Pele seca + Midríase + Retenção urinária + Delírio → Síndrome Anticolinérgica (Antídoto: Fisostigmina).

Resumo-Chave

A síndrome anticolinérgica resulta do bloqueio competitivo da acetilcolina nos receptores muscarínicos. A fisostigmina é o único carbamato que atravessa a barreira hematoencefálica, revertendo sintomas centrais.

Contexto Educacional

A síndrome anticolinérgica é uma emergência toxicológica clássica caracterizada pelo mnemônico 'quente como um deserto, cego como um morcego, seco como um osso, vermelho como uma beterraba e louco como um chapeleiro'. Ela ocorre pela ingestão de plantas (como a Datura stramonium), anti-histamínicos, antiespasmódicos ou antidepressivos. O diagnóstico é clínico, baseado na tríade de instabilidade autonômica, alterações visuais e disfunção do sistema nervoso central. O manejo inicial foca na estabilização hemodinâmica e controle da agitação com benzodiazepínicos. A fisostigmina reserva-se para casos graves com comprometimento neurológico, devendo ser administrada lentamente (0,5 a 2 mg IV em adultos). É fundamental diferenciar esta síndrome de outras causas de delírio e hipertermia, garantindo que o paciente não possua contraindicações eletrocardiográficas antes da reversão farmacológica específica.

Perguntas Frequentes

Quando a fisostigmina é estritamente indicada na síndrome anticolinérgica?

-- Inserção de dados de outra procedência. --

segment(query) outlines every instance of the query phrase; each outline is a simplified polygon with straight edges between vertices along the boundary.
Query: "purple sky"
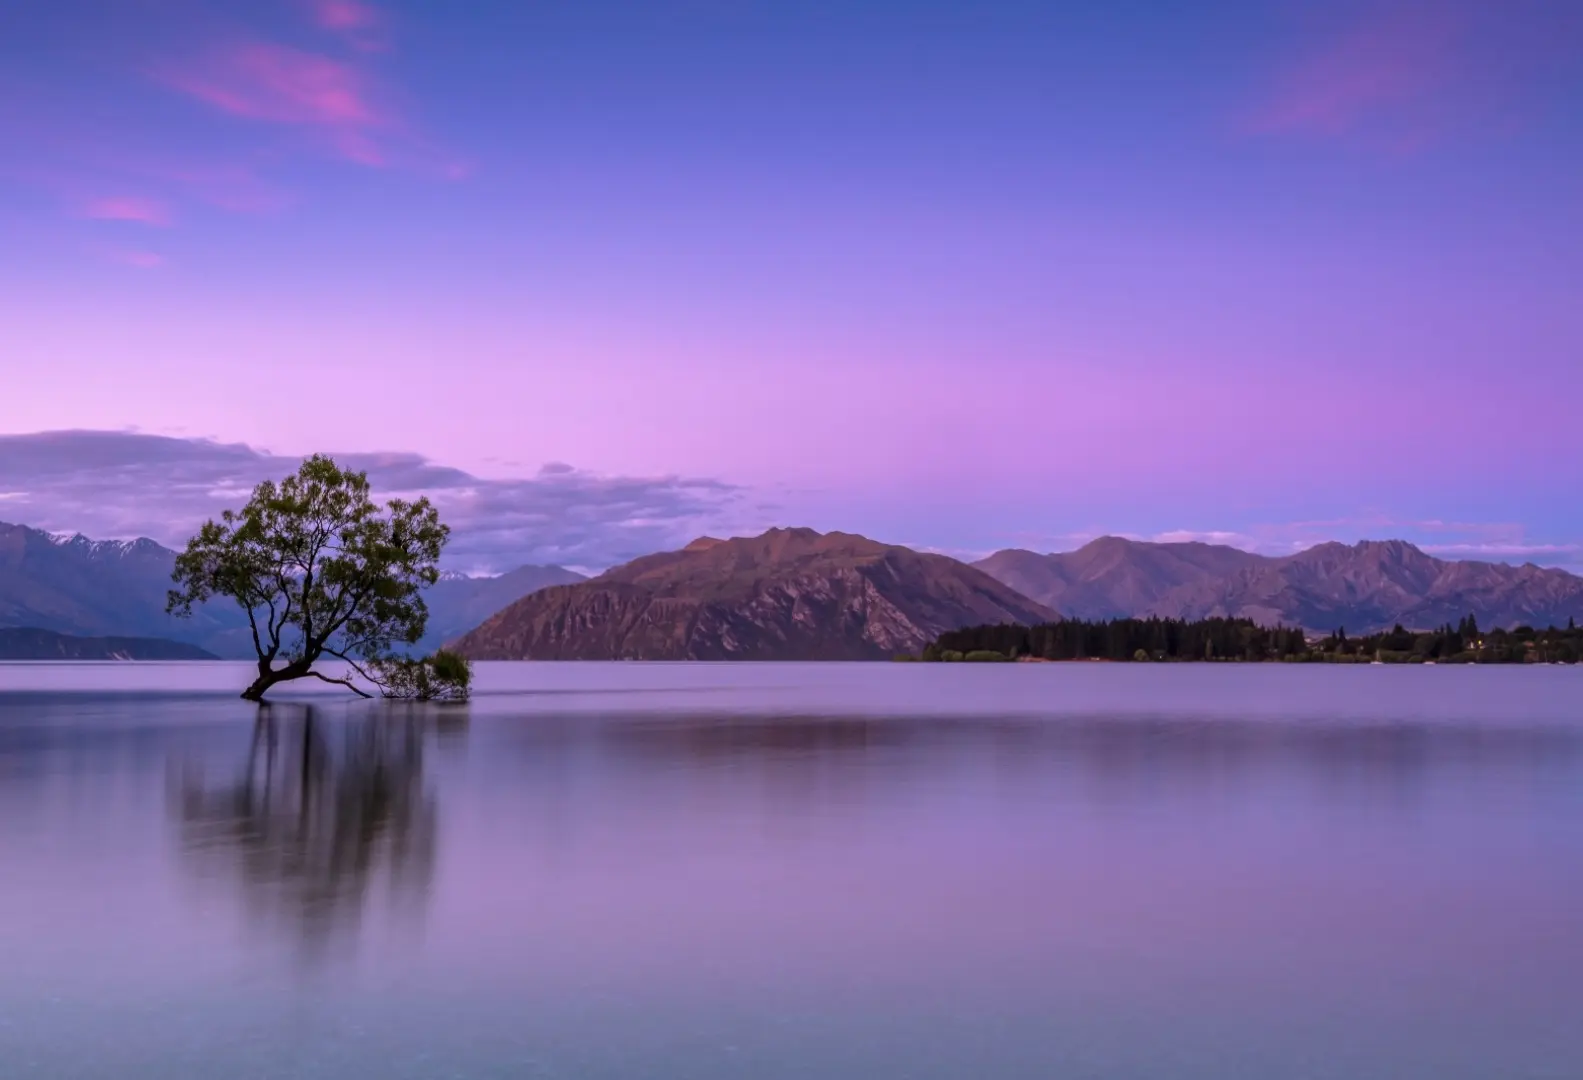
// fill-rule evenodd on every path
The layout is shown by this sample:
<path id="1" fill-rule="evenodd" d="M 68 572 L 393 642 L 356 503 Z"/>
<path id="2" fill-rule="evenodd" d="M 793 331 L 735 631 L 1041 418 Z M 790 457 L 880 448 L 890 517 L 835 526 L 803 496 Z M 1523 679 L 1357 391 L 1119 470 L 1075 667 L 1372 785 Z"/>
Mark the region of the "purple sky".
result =
<path id="1" fill-rule="evenodd" d="M 0 519 L 169 539 L 325 450 L 507 499 L 480 568 L 1583 564 L 1580 102 L 1570 0 L 20 0 L 0 433 L 222 445 L 9 439 Z"/>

A fisostigmina é indicada em casos de toxicidade anticolinérgica grave que apresentam manifestações centrais significativas, como agitação psicomotora extrema, delírio, convulsões ou coma, que não respondem a medidas de suporte iniciais como benzodiazepínicos. Ela atua inibindo a acetilcolinesterase, aumentando a disponibilidade de acetilcolina na fenda sináptica para competir com o agente tóxico. Por atravessar a barreira hematoencefálica, é eficaz na reversão do 'delirium' anticolinérgico, ao contrário da neostigmina ou piridostigmina.

Quais são as principais contraindicações ao uso da fisostigmina?

As principais contraindicações incluem a suspeita de intoxicação por antidepressivos tricíclicos (devido ao risco de cardiotoxicidade e convulsões), distúrbios de condução cardíaca (como prolongamento do intervalo QRS ou PR), obstrução mecânica do trato gastrointestinal ou geniturinário, e asma brônquica. O monitoramento eletrocardiográfico contínuo é obrigatório durante sua administração, e a atropina deve estar disponível à beira do leito para reverter uma possível crise colinérgica iatrogênica.

Como diferenciar a síndrome anticolinérgica da simpaticomimética?

Embora ambas apresentem taquicardia, hipertensão e midríase, a diferenciação crucial reside na avaliação da pele e das mucosas. Na síndrome anticolinérgica, a pele está seca e quente (anidrose) e os ruídos hidroaéreos estão diminuídos ou ausentes. Já na síndrome simpaticomimética (ex: cocaína, anfetaminas), o paciente apresenta sudorese profusa (diaforese) e ruídos hidroaéreos geralmente preservados ou aumentados. A retenção urinária também é um achado clássico e quase exclusivo da etiologia anticolinérgica.